I am a 42-year-old woman with a PhD, who spent months living in a tent at high altitude with a group of men while studying to be a geologist. I have countless reasons to travel across the country and unite with fellow Americans who feel passionately that women’s rights are human rights. I fought my way through the male-dominated world of science, and I recognize how far we still have to go before women are truly treated as equals in this country. Does wearing a pink hat mean that I care less, am less worthy of being heard, or am just too cutesy to be taken seriously? I don’t think so. Just like how wearing high heels to teach science doesn’t make me a less capable scientist, wearing a pink hat doesn’t make me less of a voice for women’s equality.
Protests throughout history have included people wearing matching clothing and chanting slogans in unity.
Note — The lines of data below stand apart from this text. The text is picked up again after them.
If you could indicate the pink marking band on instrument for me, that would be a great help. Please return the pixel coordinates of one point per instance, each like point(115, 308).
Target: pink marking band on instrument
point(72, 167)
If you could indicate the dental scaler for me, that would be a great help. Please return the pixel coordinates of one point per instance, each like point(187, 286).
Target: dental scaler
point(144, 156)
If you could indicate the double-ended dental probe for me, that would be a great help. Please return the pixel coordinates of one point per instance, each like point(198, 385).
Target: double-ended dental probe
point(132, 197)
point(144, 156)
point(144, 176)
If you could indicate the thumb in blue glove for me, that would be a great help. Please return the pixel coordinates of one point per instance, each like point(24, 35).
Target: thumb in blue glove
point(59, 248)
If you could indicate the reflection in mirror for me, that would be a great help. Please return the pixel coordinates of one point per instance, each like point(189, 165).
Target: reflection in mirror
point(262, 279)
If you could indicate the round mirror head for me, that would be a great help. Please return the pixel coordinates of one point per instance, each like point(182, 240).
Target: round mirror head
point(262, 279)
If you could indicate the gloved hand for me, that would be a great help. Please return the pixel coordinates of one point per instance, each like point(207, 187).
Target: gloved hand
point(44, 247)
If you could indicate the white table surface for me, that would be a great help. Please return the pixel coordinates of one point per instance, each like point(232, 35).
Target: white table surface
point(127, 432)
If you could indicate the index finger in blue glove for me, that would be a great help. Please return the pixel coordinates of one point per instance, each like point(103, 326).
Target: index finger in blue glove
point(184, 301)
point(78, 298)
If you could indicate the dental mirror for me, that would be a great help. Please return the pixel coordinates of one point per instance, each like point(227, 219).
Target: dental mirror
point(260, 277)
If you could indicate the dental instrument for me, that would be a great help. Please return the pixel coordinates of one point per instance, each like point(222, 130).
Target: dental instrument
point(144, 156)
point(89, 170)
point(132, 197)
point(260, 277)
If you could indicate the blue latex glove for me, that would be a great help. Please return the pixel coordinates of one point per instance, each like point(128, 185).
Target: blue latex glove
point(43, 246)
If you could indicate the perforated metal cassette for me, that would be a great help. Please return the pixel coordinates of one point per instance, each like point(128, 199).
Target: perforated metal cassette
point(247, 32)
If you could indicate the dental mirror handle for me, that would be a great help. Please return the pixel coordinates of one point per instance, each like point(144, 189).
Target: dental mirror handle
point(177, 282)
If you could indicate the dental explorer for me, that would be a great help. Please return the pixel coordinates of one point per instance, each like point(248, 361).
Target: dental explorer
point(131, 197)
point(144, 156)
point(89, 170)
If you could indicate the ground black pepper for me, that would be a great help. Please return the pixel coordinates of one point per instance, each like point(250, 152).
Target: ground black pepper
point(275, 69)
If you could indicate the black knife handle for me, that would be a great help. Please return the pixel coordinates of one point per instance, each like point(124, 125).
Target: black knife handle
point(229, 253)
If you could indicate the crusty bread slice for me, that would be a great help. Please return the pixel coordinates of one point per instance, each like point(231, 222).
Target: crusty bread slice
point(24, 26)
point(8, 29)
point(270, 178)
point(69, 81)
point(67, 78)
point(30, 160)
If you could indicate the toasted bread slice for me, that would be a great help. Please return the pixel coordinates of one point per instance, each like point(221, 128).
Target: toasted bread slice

From the burning of draft cards, to all-white wearing suffragettes, to the signs and chants of We Are The 99% - these things became strong symbols of unity and strength. Dvorak argues that wearing the pink hats, which she regards as “she-powered frippery,” will reduce the Women’s March to being remembered as, “an unruly river of Pepto-Bismol roiling through the streets of the capital rather than a long overdue civil rights march.” She denounces the idea of sparkly signs with what sounds like disdain for all things girlie. She refers back to bra burning and how it marred feminism for nearly half a century. It wasn’t the bra burning that marred feminism (they never actually burned them)—it was its tie to feminism, and people’s discomfort with bras and breasts, which are uniquely female. If men had burned their underwear in protest of going to war we wouldn’t be arguing its seriousness.
Does wearing a pink hat mean that I care less, am less worthy of being heard, or am just too cutesy to be taken seriously?
In my view, this is not about the hats, or sparkly signs, or singing songs in unison. It is about the fact that we are women, and that doing something that is so blatantly female (like wearing *gasp* pink hats) somehow lessens the impact of what we are unifying for.
This sentiment is exactly the problem. We need to see past the pink.
The mocking of the pink hats exemplifies exactly why it is so important that we march, speak, write, and fight for equality for women. It exemplifies why the hats must be pink, not black or brown or green or any other color that seems stronger, tougher, more masculine or more serious.
So sister, I will not back away from the pink hat. There is nothing wrong with pink. Stop equating pink (and by association femininity) with lack of seriousness, strength and passion. THIS is exactly what we march for.
I will wear my pink hat proudly as a peaceful but blatant way of saying to our incoming pussy-grabber in chief that I know who he is and I won’t forget. I will wear it as a scientist, mother, wife, daughter, and kick-ass woman who is smart enough and passionate enough to know that the color of my hat doesn’t dictate how important this march is for all women. My pink hat does not lessen the message that I am not afraid to be a strong girl in a man’s world. In fact, I dare you to look at the pink hats and forget for just one second that they’re pink. Instead, look at the women under the hats. Look at what they do. Hear what they say. See past the pink.
“Protesting is about presenting a united front against oppression, and can be a powerful tool to activate change on social and political levels around the world. The clothes worn to protests serve purposes for the protesters themselves, the subjects of the protest, law enforcement who may be monitoring demonstrations, and onlookers. The way protesters dress is visually powerful not only for on-lookers, the media, and the target of their demonstrations, but also internally to unite the group and amplify their voices before they even utter a single chant.” – Elizabeth King, racked.com, May 2016
I will wear my pink hat for unity, in support of feminism, and I will be honored to do so.